Advantages of Using a Loan Modification Lawyer
Many people today have mortgage loans they can no longer afford, and worry about avoiding foreclosure and filing for bankruptcy. Loan modification may be an alternative to bankruptcy in some cases; however, trying to deal with a lender on your own can be difficult.
Many bankruptcy attorneys negotiate with lenders on behalf of individuals who are struggling financially. Consider the advantages of using a bankruptcy lawyer to handle a loan modification:
- Knowledge of the financial and legal jargon used in loan agreements
- Proper preparation of loan applications with necessary documentation
- Negotiation experience and skills
- A legal view of your situation and knowledge of your rights under the law
- Help with evaluating whether your financial condition can support proposed loan changes
- Careful scrutiny to proposed loan changes that are in your best interest
What is the legal definition of a loan modification?
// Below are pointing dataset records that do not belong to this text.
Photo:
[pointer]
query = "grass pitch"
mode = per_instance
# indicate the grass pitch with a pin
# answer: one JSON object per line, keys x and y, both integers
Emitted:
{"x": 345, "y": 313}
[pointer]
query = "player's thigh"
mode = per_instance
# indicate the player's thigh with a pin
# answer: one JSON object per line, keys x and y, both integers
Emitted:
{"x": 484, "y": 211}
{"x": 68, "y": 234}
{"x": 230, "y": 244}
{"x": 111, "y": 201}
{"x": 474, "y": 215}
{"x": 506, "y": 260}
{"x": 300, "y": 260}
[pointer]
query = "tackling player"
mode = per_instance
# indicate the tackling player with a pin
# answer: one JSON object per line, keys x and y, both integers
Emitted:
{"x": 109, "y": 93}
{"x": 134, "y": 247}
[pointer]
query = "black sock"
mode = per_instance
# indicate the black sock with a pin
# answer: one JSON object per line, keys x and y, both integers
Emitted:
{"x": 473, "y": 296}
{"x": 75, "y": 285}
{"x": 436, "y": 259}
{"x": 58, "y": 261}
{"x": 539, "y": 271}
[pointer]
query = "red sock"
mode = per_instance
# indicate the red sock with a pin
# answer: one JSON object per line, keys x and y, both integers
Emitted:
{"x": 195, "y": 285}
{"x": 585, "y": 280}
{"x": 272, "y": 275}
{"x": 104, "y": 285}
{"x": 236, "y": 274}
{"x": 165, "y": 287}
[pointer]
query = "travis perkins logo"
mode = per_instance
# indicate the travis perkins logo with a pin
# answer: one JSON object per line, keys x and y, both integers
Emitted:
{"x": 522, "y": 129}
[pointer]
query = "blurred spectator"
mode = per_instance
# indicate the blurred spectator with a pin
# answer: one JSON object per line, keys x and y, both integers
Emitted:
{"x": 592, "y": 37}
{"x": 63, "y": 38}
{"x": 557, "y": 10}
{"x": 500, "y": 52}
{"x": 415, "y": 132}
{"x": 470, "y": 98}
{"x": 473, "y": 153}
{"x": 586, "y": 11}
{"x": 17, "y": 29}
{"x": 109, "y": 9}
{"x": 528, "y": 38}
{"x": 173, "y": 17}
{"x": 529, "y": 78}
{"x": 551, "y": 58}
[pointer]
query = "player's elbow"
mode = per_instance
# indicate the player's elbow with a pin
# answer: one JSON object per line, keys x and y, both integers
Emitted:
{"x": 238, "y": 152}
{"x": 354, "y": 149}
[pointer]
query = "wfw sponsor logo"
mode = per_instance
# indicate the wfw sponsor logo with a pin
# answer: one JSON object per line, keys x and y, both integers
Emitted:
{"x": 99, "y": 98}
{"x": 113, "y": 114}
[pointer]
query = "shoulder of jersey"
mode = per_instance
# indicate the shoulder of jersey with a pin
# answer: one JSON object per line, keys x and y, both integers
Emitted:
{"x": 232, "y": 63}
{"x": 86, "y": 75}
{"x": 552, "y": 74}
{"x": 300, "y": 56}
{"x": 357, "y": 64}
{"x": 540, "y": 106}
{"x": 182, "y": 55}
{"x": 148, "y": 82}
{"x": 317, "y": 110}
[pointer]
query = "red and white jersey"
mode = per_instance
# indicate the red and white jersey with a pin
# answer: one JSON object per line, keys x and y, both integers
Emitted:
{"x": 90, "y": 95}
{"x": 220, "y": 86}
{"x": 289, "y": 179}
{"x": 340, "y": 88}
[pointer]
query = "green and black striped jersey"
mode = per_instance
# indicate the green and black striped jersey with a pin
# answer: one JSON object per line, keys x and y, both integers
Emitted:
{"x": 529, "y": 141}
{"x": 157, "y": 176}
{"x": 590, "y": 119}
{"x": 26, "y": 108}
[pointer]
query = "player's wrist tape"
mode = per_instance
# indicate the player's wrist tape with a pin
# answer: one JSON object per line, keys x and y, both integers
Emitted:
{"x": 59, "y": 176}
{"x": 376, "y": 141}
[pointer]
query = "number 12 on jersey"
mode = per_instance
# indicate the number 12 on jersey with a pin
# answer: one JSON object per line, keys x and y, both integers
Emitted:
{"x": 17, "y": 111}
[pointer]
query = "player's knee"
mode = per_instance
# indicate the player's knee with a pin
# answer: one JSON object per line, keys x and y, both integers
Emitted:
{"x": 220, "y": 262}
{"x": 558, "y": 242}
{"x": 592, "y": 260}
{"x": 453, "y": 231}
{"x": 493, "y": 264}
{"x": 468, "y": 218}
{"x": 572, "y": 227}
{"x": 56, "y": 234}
The Department of Housing and Urban Development (HUD) defines a loan modification as a permanent change in one or more of the terms of a borrower's loan that allows the loan to be reinstated and results in a payment the borrower can afford. A lawyer can help you with the many details that go into negotiating a loan, such as whether the lender can include late charges or whether the lender can assess a new basis interest rate.
When seeking a loan modification you want to avoid revisiting the same financial problems. You need to end up with a loan that you can actually afford. Professional legal help can save money and certainly frustration. Rely on a lawyer and get it right the first time.